Benchmark 10-year Treasury note yields were marked 5 basis points higher from Thursday levels at 3.417% while 2-year note yields were last seen trading at 4.001%.
The U.S. dollar index, which tracks the greenback against a basket of six global currency peers, was marked 0.62% higher at 102.72 after hitting a two-month of low 101.40 prior to Friday's jobs data.
On Wall Street, the S&P 500 was marked 24 points lower by mid-day trading while the Dow Jones Industrial Average fell 36 points. The tech-focused Nasdaq was down 110 points.
The New York Fed survey data likely puts Wednesday's March CPI reading in stark focus, as investors look to any signals of consumer price cooling following Friday's mixed March jobs report and a series of weaker-than-expected labor market readings.
Economists are forecasting headline inflation will slow to an annualized rate of 5.2%, with the closely-tracked core reading at 5.5%, compared to readings of 6% and 5.5% respectively over the month of February.
Growth prospects are beginning to dim, however, amid concerns that tighter credit conditions will choke off new investment, triggering a slow-down in hiring and a corresponding pullback in GDP.
Activity in the most important sector of the U.S. economy slowed notably last month, according to data from the Institute of Supply Management's benchmark survey, with two important sub-components -- measuring employment and prices paid -- indicating cooling inflation pressures heading into the spring and summer months.

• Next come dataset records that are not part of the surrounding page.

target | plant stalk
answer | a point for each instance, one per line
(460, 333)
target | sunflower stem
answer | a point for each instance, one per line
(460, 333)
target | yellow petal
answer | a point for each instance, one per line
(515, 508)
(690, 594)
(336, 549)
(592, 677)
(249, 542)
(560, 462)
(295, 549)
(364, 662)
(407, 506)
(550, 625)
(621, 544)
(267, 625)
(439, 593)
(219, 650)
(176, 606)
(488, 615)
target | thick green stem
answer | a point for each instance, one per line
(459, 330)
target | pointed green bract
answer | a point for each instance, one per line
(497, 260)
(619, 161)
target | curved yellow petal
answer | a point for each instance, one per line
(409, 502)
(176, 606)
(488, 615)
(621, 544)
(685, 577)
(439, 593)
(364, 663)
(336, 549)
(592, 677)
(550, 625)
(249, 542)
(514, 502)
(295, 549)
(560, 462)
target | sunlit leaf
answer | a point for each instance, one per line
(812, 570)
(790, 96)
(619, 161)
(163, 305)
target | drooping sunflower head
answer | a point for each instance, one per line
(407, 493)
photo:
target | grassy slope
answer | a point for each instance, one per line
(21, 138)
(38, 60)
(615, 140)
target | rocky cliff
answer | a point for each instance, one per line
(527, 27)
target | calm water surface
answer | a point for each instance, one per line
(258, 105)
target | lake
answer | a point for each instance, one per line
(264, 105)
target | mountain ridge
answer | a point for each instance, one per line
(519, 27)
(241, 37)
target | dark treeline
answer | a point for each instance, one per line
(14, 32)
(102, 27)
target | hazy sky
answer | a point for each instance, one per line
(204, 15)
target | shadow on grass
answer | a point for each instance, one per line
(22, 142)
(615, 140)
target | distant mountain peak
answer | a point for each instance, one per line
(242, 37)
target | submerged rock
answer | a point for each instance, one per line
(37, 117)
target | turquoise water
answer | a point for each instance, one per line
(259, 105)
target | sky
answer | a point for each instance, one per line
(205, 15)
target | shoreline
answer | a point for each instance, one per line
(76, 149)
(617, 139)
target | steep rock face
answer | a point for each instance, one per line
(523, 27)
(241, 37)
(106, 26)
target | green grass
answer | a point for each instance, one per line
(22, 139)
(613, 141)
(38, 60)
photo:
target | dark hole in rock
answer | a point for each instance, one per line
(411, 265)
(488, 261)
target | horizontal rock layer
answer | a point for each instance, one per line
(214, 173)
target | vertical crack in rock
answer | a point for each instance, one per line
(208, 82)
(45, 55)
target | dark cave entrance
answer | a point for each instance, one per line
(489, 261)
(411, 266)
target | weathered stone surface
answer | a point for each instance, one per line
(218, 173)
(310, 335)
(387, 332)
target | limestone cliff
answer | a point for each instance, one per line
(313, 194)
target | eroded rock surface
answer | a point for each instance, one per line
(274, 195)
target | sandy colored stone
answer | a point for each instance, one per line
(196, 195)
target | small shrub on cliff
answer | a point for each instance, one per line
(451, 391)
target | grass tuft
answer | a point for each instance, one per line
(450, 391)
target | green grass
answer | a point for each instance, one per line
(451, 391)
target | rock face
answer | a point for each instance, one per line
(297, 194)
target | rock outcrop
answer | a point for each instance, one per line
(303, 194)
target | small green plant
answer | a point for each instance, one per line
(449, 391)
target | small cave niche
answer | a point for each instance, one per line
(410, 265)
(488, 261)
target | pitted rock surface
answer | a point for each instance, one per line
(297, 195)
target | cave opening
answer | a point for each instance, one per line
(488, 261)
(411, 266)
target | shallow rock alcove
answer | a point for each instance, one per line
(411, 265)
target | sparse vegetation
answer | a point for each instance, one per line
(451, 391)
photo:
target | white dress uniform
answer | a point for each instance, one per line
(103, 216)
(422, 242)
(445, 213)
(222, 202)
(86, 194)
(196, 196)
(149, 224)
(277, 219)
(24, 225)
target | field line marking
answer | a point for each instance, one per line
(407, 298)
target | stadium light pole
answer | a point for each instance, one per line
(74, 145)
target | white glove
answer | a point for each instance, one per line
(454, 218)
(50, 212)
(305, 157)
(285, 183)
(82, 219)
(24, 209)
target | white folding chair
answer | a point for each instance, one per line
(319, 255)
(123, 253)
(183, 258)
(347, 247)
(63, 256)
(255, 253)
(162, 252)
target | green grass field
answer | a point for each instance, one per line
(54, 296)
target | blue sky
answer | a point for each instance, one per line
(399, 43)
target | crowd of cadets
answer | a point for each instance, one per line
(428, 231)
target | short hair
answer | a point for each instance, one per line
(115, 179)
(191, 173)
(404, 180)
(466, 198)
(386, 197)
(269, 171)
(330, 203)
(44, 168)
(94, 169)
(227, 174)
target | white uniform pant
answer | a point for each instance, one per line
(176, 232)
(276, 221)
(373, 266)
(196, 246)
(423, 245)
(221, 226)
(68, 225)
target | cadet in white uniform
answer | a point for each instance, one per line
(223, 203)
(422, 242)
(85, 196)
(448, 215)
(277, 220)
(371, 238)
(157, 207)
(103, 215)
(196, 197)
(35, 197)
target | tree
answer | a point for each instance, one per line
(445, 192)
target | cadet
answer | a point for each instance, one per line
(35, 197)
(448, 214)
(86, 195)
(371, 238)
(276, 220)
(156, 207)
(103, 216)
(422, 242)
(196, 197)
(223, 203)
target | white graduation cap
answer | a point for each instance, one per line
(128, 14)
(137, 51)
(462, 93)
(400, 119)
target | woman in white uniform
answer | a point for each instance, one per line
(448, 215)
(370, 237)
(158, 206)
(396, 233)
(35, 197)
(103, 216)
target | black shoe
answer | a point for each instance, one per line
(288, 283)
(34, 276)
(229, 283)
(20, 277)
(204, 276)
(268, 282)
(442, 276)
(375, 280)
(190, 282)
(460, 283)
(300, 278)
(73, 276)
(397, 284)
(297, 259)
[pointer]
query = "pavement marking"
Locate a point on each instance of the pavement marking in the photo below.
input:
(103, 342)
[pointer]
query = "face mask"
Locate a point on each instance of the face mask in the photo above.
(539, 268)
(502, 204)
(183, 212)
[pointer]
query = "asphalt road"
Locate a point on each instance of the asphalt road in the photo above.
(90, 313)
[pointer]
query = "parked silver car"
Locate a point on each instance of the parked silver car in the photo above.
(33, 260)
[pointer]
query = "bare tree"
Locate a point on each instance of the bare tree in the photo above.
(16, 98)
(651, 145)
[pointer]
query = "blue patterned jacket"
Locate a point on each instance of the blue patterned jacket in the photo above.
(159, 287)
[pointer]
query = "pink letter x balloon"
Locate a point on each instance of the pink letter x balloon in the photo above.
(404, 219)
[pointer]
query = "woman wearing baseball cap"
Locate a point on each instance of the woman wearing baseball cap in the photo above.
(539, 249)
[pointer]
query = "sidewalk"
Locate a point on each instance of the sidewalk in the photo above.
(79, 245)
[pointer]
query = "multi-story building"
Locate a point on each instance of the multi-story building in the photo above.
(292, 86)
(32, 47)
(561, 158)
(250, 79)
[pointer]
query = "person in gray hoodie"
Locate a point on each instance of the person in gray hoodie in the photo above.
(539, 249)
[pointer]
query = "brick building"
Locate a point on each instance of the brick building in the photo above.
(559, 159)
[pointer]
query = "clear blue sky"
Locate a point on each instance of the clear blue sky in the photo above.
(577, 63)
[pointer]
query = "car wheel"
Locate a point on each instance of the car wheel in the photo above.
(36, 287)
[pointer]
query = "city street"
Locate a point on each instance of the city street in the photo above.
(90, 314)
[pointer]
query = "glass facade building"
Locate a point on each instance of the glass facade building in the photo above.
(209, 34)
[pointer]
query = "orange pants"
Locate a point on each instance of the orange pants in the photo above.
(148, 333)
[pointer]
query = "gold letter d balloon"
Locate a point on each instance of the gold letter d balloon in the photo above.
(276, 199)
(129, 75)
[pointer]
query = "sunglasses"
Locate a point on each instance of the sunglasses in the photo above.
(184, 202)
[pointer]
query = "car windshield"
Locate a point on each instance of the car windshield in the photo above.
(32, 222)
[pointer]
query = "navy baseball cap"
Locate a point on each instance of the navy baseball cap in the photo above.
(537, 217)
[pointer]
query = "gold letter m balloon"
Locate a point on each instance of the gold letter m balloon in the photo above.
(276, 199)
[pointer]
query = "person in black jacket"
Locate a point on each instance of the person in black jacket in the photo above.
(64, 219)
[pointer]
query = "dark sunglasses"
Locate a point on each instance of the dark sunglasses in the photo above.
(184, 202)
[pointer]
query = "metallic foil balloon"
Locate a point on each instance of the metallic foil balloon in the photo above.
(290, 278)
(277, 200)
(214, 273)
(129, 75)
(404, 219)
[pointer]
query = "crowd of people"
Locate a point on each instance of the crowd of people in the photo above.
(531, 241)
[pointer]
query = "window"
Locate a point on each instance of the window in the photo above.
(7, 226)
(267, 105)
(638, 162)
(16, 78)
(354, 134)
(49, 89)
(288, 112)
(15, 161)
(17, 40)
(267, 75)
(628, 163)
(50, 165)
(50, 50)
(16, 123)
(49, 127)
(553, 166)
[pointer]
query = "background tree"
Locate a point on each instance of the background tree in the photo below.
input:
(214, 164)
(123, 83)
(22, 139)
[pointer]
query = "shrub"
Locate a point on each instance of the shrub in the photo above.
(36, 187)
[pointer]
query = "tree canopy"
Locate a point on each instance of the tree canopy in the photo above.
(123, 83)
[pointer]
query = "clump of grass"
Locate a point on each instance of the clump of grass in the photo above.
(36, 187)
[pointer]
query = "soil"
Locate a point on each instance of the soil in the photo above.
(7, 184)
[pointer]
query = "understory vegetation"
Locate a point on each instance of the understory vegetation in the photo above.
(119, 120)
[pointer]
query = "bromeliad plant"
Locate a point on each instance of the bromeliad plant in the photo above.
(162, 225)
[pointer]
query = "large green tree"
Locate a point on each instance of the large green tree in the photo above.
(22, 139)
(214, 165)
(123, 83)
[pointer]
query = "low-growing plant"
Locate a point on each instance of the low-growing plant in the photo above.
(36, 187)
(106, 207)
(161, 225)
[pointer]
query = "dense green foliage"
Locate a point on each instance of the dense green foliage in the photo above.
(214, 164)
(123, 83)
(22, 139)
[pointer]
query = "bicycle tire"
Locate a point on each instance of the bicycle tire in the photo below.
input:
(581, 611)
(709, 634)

Jobs Report: 236,000 New Hires In March but Wage Growth Eases; Unemployment Slips to 3.5%
The ISM's March survey of manufacturing activity, meanwhile, was pegged at 46.3 -- well below the 50 mark that separates growth from contraction -- with Bank of America's weekly "Flow Show" report noting that readings below 45 have preceded every U.S. recession for the past seven decades.
Meanwhile, around 228,000 Americans filed for jobless benefits over the week ending April 1, a tally that was well ahead of the Street's forecast of 200,000 new claims. The prior week's tally, meanwhile, was revised to 246,000 from an original estimate of 198,000, suggesting weakness has been evident in the job since the collapse of Silicon Valley Bank.
The Labor Department data followed figures from Challenger & Gray's closely-tracked report of monthly layoffs, which showed job cuts rising 15% over the month of March, to 89,703, more than triple the figures recorded over the same period last year.
Bank of America noted that around $87.8 billion of investment funds have moved into cash last week, with some $900 million exiting the stock market.